All of these converge!

## Async Dynamic Programming

Seductive name, I like it.

This is what happens when you relax the idea that you need to go over the entire state space at once, in a big sweep. What happens if you allow random orders? Allowing some state to be updated multiple times, even?

This doesn’t necessarily make things cheaper… but it helps us with the idea that we can start to focus in on specific states.

Maybe we start near the end of the game? Close to the end state, if we’re on a game board and have some other metric of how close we are to the finish? Well, that is tough to calculate.

Woah, maybe we run the whole thing as the agent is playing! Maybe we have some particular start state?

Asynchronous algorithms also make it easier to intermix computation with real-time interaction. To solve a given MDP, we can run an iterative DP algorithm at the same time that an agent is actually experiencing the MDP. The agent’s experience can be used to determine the states to which the DP algorithm applies its updates. At the same time, the latest value and policy information from the DP algorithm can guide the agent’s decision making. For example, we can apply updates to states as the agent visits them.
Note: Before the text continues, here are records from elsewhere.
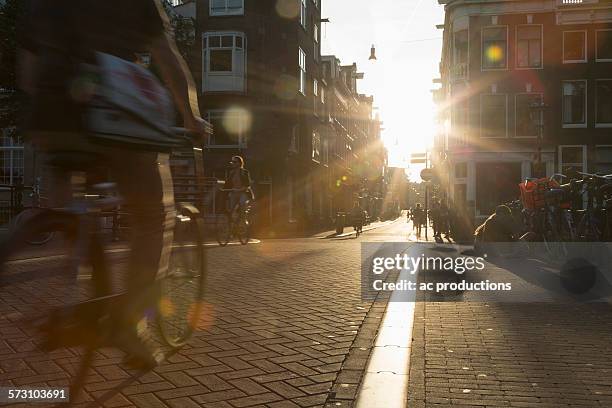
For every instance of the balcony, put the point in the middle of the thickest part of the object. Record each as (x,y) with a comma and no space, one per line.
(459,72)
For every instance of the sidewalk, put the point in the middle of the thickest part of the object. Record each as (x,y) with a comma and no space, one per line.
(349,231)
(551,353)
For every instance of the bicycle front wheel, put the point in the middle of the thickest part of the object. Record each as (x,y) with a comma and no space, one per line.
(222,229)
(242,230)
(182,289)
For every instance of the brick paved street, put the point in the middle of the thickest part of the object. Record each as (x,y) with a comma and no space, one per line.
(285,327)
(551,353)
(282,318)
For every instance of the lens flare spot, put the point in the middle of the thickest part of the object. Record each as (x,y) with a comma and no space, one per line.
(166,307)
(288,8)
(495,53)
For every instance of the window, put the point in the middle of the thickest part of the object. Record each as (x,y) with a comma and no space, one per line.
(573,157)
(325,151)
(303,13)
(494,47)
(294,145)
(574,46)
(316,147)
(604,159)
(224,62)
(603,103)
(461,170)
(302,63)
(574,103)
(460,47)
(11,159)
(527,124)
(604,45)
(529,46)
(230,128)
(493,115)
(459,122)
(226,7)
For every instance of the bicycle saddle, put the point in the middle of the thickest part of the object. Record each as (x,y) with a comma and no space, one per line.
(555,193)
(74,160)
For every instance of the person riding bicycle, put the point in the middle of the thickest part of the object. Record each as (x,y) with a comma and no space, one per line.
(57,40)
(418,218)
(357,216)
(238,182)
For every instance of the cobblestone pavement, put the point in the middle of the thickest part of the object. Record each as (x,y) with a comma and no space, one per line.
(284,327)
(494,354)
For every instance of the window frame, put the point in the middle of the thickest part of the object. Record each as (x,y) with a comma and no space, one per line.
(597,59)
(586,50)
(316,135)
(225,13)
(586,105)
(584,157)
(539,135)
(541,66)
(14,148)
(596,159)
(242,136)
(480,127)
(482,50)
(206,59)
(303,13)
(302,70)
(597,124)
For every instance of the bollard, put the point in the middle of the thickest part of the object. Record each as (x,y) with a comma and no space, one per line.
(340,223)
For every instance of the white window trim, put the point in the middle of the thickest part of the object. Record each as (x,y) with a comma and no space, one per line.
(303,13)
(584,157)
(226,12)
(597,59)
(541,47)
(302,84)
(586,106)
(586,50)
(482,68)
(320,147)
(467,63)
(480,127)
(242,143)
(600,125)
(516,114)
(13,148)
(205,62)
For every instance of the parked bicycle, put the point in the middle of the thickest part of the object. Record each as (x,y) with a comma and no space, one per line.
(234,223)
(37,202)
(94,306)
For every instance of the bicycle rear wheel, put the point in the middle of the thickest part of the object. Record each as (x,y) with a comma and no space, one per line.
(35,237)
(243,230)
(222,229)
(182,289)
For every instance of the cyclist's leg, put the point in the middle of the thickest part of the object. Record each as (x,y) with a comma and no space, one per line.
(151,207)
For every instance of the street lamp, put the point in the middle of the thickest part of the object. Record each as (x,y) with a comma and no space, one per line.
(537,111)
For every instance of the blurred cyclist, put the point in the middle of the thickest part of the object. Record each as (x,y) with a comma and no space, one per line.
(239,182)
(57,37)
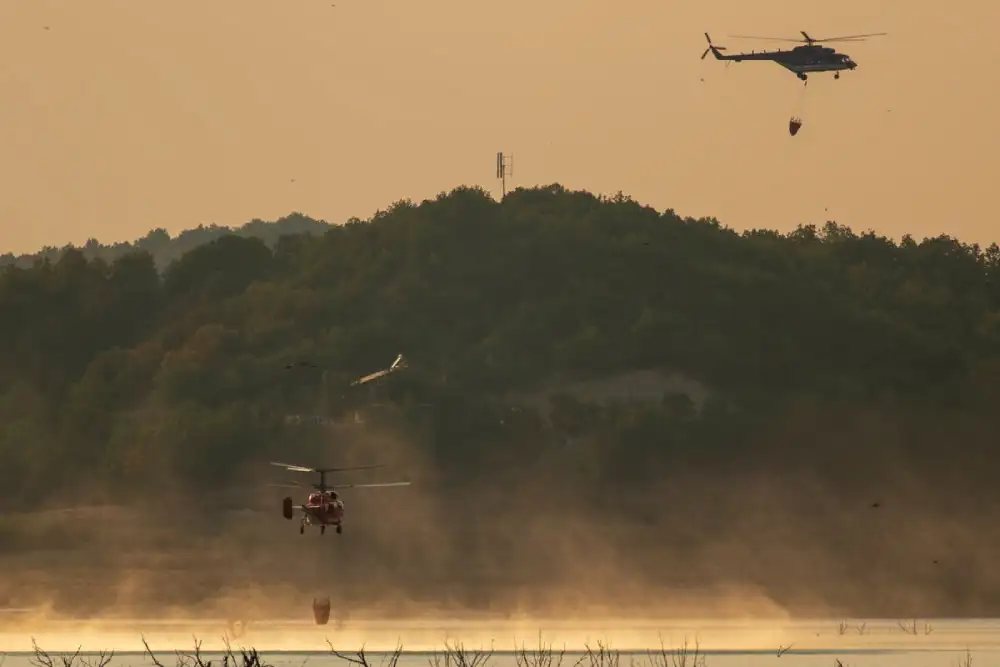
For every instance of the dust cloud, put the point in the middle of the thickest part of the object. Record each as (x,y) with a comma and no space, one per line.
(515,546)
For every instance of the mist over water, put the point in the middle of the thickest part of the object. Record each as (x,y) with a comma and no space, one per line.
(639,641)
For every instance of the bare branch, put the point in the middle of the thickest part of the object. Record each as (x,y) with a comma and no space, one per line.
(102,660)
(543,656)
(43,659)
(359,659)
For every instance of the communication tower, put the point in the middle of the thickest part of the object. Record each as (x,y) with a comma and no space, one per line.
(505,168)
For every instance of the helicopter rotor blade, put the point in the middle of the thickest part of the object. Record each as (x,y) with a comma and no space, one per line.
(766,39)
(298,468)
(369,486)
(292,467)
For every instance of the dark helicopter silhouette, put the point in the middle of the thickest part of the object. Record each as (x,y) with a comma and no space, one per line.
(802,60)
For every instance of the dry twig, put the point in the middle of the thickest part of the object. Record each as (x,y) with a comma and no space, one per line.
(684,656)
(360,658)
(543,656)
(43,659)
(602,656)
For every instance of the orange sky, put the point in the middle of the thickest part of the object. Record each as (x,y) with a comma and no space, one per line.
(132,114)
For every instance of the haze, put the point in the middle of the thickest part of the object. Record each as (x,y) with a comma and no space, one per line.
(123,116)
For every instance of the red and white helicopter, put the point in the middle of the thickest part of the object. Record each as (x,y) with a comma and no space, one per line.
(323,507)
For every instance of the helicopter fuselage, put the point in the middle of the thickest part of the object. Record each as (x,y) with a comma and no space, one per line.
(801,60)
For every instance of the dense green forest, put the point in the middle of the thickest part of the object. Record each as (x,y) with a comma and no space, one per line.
(758,386)
(112,370)
(165,249)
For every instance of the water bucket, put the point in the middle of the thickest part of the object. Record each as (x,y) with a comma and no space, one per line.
(321,610)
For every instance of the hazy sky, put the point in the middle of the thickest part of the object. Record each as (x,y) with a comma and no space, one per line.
(131,114)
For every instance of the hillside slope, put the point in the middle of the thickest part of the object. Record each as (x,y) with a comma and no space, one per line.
(781,384)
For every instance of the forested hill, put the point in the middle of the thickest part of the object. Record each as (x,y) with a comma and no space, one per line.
(165,249)
(803,346)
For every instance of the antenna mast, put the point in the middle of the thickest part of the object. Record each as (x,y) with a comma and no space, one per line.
(505,168)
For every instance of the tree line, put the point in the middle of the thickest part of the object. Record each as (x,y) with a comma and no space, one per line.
(119,362)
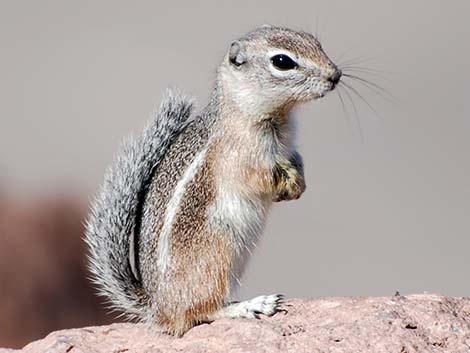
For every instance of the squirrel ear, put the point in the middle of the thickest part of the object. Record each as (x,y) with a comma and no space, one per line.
(237,53)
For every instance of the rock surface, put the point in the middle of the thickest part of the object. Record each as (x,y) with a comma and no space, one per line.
(398,324)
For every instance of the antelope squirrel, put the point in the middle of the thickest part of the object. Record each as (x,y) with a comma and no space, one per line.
(171,229)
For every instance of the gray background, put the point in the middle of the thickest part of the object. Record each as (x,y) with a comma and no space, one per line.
(383,213)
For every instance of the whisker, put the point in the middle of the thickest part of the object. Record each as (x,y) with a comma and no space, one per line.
(356,115)
(354,61)
(367,69)
(377,89)
(355,91)
(347,114)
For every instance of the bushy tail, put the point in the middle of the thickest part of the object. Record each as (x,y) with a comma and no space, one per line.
(111,224)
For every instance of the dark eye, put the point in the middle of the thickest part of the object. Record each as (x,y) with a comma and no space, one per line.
(283,62)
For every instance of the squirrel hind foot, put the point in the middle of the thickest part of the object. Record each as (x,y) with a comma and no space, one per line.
(267,305)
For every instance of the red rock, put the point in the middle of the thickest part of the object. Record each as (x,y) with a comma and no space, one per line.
(415,323)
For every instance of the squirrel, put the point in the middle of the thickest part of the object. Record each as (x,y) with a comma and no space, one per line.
(173,225)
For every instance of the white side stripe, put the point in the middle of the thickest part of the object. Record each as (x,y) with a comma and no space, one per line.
(163,250)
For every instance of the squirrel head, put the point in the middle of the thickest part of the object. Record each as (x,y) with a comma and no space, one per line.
(271,69)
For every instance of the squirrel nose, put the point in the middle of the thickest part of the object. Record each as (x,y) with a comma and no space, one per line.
(335,76)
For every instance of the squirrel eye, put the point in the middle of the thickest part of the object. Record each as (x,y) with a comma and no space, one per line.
(283,62)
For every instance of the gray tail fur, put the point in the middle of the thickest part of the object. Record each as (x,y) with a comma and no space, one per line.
(115,212)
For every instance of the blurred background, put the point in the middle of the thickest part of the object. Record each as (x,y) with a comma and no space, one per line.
(388,199)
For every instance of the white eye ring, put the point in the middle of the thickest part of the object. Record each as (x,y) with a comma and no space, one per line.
(287,57)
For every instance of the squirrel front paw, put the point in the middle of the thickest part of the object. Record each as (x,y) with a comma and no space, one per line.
(289,181)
This makes it possible to focus the DP algorithm’s updates onto parts of the state set that are most relevant to the agent. This kind of focusing is a repeated theme in reinforcement learning. (p. 85)

## Generalized Policy Iteration

This is the model we presented before, when we just let them interact, improvement and evaluation, and assume that everything is going to be just fine. We’ve already touched on this, but this section is about showing that that will converge.

application dependent, how you tune this stuff… or you could trust some other learning process to handle it.

## Programming Exercises

• Show the interface for the world, and then tic-tac-toe or something as an example of a game that you can roll forward.
• Write a function that implements the idea of policy evaluation
• policy improvement
• policy iteration
• value iteration
• the overall thing, the overall interface, that allows you to tune when to stop, after a number of steps or after some delta. You take a stopping function, basically and you’re able to kick back the result.
• Oh, we also want to have some way of choosing what state comes next…

All of these are great ideas and showing how they can just be a function is very nice.

And show off that the goal is a function that produces a value function AND how you’re going to approach it. You want a policy with justification, basically.